At the age of five he began rapping (‘toasting”) after being encouraged by his uncle drummer Sydney Knowles. His shot at stardom came when he was only eight years old, when he took first prize at the national Teeny Talent contest. This led to a meeting with producer Junjo Lawes, who recorded the diminutive DJ’s debut single, “Too Fancy.”
His first single, “Too Fancy,” was released in 1981. What followed was three decades in reggae. His debut album, The Invincible BEENIE Man, was released in 1983. He put his music career on hold to finish school and travel to the United States, Canada and the United Kingdom. He returned to the scene in the 1990s.

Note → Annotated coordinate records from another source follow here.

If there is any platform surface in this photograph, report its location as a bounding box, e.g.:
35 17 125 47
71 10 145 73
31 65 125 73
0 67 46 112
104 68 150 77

In 1994, he released his popular record, Blessed, which established him as an international dancehall reggae star. In 1998 he was signed to Virgin Records by the label’s A&R, Patrick Moxy, on the strength of the Billboard charting single “Who Am I”.
He has amassed an impressive number of music awards including most notably a MOBO Award for Best International Reggae Act in 1998, and a Grammy Award for Best Reggae Album (Art & Life) in 2000.
He collaborated with Janet Jackson in 2002, with his hit “Feel It Boy,” the same year he worked with Lil Kim on “Fresh from Yard.”
Beenie co-wrote and starred in the film “Kingston” in 2008 and was crowned King of the Dancehall in 2009 by the Jamaican entertainment industry for his contribution to Dancehall Music.
He returned in 2016 with “Unstoppable”, his first LP in a decade. The effort featured appearances by Akon and Bounty Killer, as well as production by Major Lazer.
With a career spanning over 30 years, Beenie Man is a true entertainer who has withstood the test of time. His music is timeless. Never losing touch with his fans, he proudly embraces his Jamaican roots and for that, he remains the reigning “King of the Dancehall” in his country, the Caribbean and across the world.